The following diagram explains connectivity between components.
The following diagram explains connectivity between components for login call. As you can see, when the user tries to login to the system the call will first go to the auth server. Then the auth server will call LDAP and will then check the required permissions with the permission database. When you troubleshoot any issue, you would need to check the logs of each component. If you see an error in store/publisher node that indicates you cannot connect to the auth server, you will need to check the connectivity between store/publisher and auth server. Sometimes you may see errors when connecting to LDAP or permission database. In such cases, you need to check logs and fix whatever has been missed.
API invocation failures
In WSO2 API Manager, API invocation failures are other common types of issues. API invocation needs the following operations:
- Client request access token via API gateway
- In the API gateway, we have deployed a token API that's fronted OAuth2 app deployed in the key management server.
- Once the token generation request is received to auth app, it will validate the user and application details (consumer key and secret key)
- If everything is correct, return access token to user
- Then the user will have valid access token and may call the gateway
- API gateway accepts the API call and will go through handlers (first one would be auth handler)
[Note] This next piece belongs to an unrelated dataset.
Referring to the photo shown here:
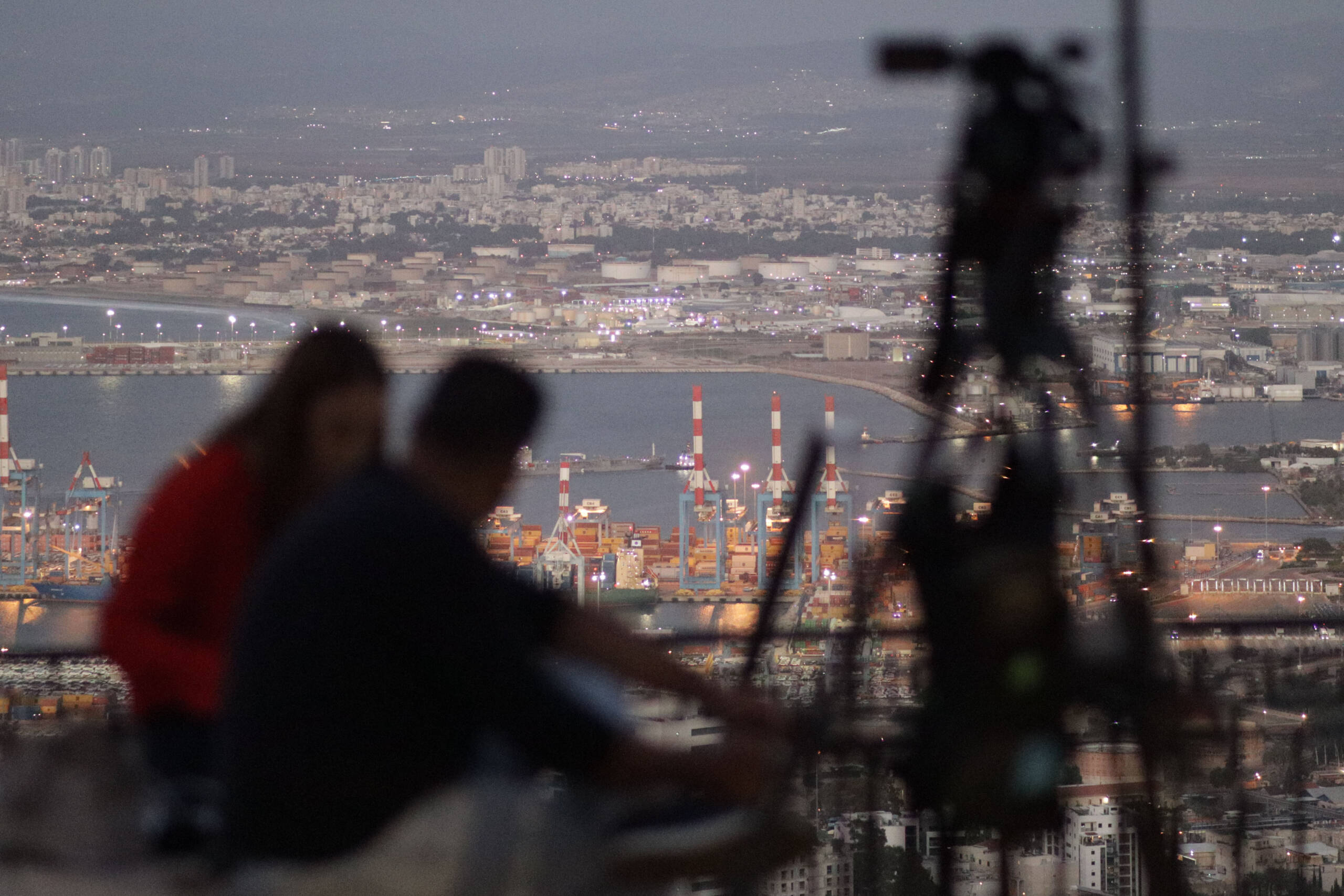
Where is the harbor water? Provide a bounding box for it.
[0,296,1344,541]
- API gateway will talk to the key manager and validate the token
- If the user has a valid token, then the auth handler will pass the request and it will go to the throttle handler. Here we will check throttling counters and the current request and decide if the request can move forward or need to be blocked. If the request is not blocked, it will go through other handlers
- Once all handlers are passed, we can let the request go to the back-end server
So if you are troubleshooting any issue you need to be aware of these steps. Let's say some user complains about API invocation; firstly we would need to check the gateway logs. Then you can check if the request came to the gateway or not. If it came to the gateway, then check the key validation process. If the key validation fails due to a connection issue between the gateway and the key manager, then you need to fix it. If the validation call goes to the key manager, then there should be some log in the key manager. Likewise, you need to check each and every step when you troubleshoot issues.
Troubleshooting monitoring and workflow-related issues
The following diagram will show you how the components are connected in a stats-enabled deployment.
As illustrated in the diagram, when an API request comes in, the API gateway will collect the required information and send events to the business activity monitor (BAM). Then BAM will process them and write to the relational database. If you don't see stats first you need to check the gateway logs to check if there are any issues with the stats publishing part. If the stats are published to BAM, we need to check data in Cassandra. For this, you may use Cassandra explorer available in BAM. Thereafter you will publish the events. In the next step, you would need to check summary generation scripts running property. If these scripts are executed properly, it will create a stats-related table in the database pointed by the API manager stats data source. Now we know that the data is available in RDBMS, so we'll need to check the API manager publisher application. If we configure the stats database URL and credentials properly, then the publisher application can pull the required data from the database and visualize them. This is the way you would need to address deployment issues.
In this article, we discussed the basics of WSO2 API Manager deployment, customization, and troubleshooting. We mainly focused on the API manager extension points that we can use to implement customizations that are specific to deployment. Moreover, we discussed the different configuration options and some deployment-specific issues as well. The second part of this series will focus on deployment troubleshooting and discuss in detail deployment best practices and fine tuning parameters.